FIFOs (Named Pipes): Like pipes, but have names in the filesystem.

mkfifo("/tmp/myfifo", 0644);  // Create named pipe

// Process A:
int fd = open("/tmp/myfifo", O_WRONLY);
write(fd, data, len);

// Process B (can be unrelated):
int fd = open("/tmp/myfifo", O_RDONLY);
read(fd, buf, sizeof(buf));

2.10 dup() and dup2(): Descriptor Manipulation

int dup(int oldfd);           // Duplicate to lowest available fd
int dup2(int oldfd, int newfd);  // Duplicate to specific fd

Key insight: After dup2(fd, newfd), both descriptors point to the same open file entry, sharing position and flags.

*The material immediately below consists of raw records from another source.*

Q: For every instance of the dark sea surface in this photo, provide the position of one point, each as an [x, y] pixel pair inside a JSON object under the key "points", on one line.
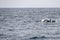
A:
{"points": [[26, 24]]}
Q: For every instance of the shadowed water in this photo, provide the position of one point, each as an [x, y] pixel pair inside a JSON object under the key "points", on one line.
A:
{"points": [[26, 24]]}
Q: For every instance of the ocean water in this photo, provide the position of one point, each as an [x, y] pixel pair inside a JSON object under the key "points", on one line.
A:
{"points": [[26, 24]]}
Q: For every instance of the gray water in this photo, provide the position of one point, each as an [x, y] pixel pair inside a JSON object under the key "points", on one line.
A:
{"points": [[25, 24]]}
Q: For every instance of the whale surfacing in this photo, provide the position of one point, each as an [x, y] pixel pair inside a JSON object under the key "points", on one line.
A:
{"points": [[48, 20]]}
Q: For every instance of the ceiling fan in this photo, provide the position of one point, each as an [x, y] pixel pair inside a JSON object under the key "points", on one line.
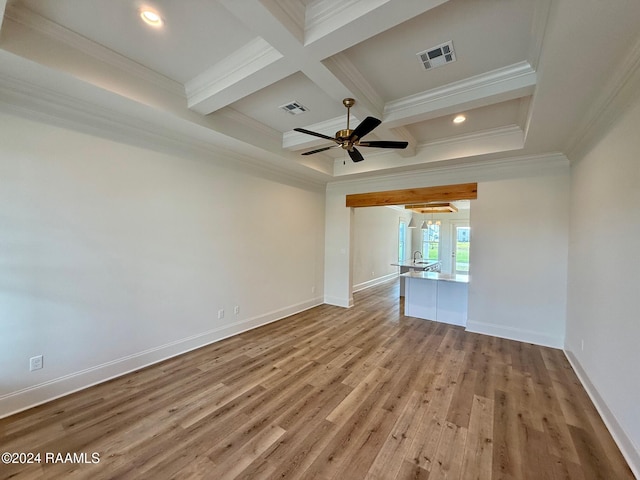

I/O Redirection implementation:

// Redirect stdout to a file (what shell does for >)
int fd = open("output.txt", O_WRONLY | O_CREAT | O_TRUNC, 0644);
dup2(fd, STDOUT_FILENO);  // stdout now writes to output.txt
close(fd);                 // Don't need the extra descriptor
printf("This goes to output.txt\n");

// Redirect stdin from a file (what shell does for <)
int fd = open("input.txt", O_RDONLY);
dup2(fd, STDIN_FILENO);   // stdin now reads from input.txt
close(fd);
// getchar() now reads from input.txt

Pipe connection for shell pipeline:

// Implement: cmd1 | cmd2
int pipefd[2];
pipe(pipefd);

if (fork() == 0) {
    // Child 1: cmd1 (stdout -> pipe)
    close(pipefd[0]);
    dup2(pipefd[1], STDOUT_FILENO);
    close(pipefd[1]);
    exec(cmd1);
}

if (fork() == 0) {
    // Child 2: cmd2 (stdin <- pipe)
    close(pipefd[1]);
    dup2(pipefd[0], STDIN_FILENO);
    close(pipefd[0]);
    exec(cmd2);
}

// Parent: close both ends and wait
close(pipefd[0]);
close(pipefd[1]);
wait(NULL);
wait(NULL);

2.11 I/O Multiplexing: select/poll/epoll Overview

When you need to handle multiple I/O sources (multiple clients, stdin + network, etc.):

+-----------------------------------------------------------------------+
|                    I/O MULTIPLEXING OPTIONS                            |
+-----------------------------------------------------------------------+
|                                                                       |
|   Problem: Server needs to handle multiple clients                    |
|                                                                       |
|   Solutions:                                                          |
|   +---------------+------------------------------------------------+  |
|   | Approach      | Description                                     |  |
|   +---------------+------------------------------------------------+  |
|   | Blocking I/O  | One thread per client (expensive)              |  |
|   | select()      | Wait on multiple fds (O(n) per call)           |  |
|   | poll()        | Like select, no fd limit (still O(n))          |  |
|   | epoll (Linux) | Wait on multiple fds (O(1) per event)          |  |
|   | kqueue (BSD)  | BSD equivalent of epoll                        |  |
|   +---------------+------------------------------------------------+  |
|                                                                       |
|   select() example:                                                   |
|   +---------------------------------------------------------------+   |
|   | fd_set readfds;                                                |   |
|   | FD_ZERO(&readfds);                                             |   |
|   | FD_SET(stdin_fd, &readfds);                                    |   |
|   | FD_SET(socket_fd, &readfds);                                   |   |
|   |                                                                |   |
|   | int n = select(max_fd + 1, &readfds, NULL, NULL, &timeout);    |   |
|   |                                                                |   |
|   | if (FD_ISSET(stdin_fd, &readfds))                              |   |
|   |     handle_stdin();                                            |   |
|   | if (FD_ISSET(socket_fd, &readfds))                             |   |
|   |     handle_client();                                           |   |
|   +---------------------------------------------------------------+   |
|                                                                       |
+-----------------------------------------------------------------------+

2.12 Common Misconceptions

Misconception 1: “read() always returns the requested number of bytes”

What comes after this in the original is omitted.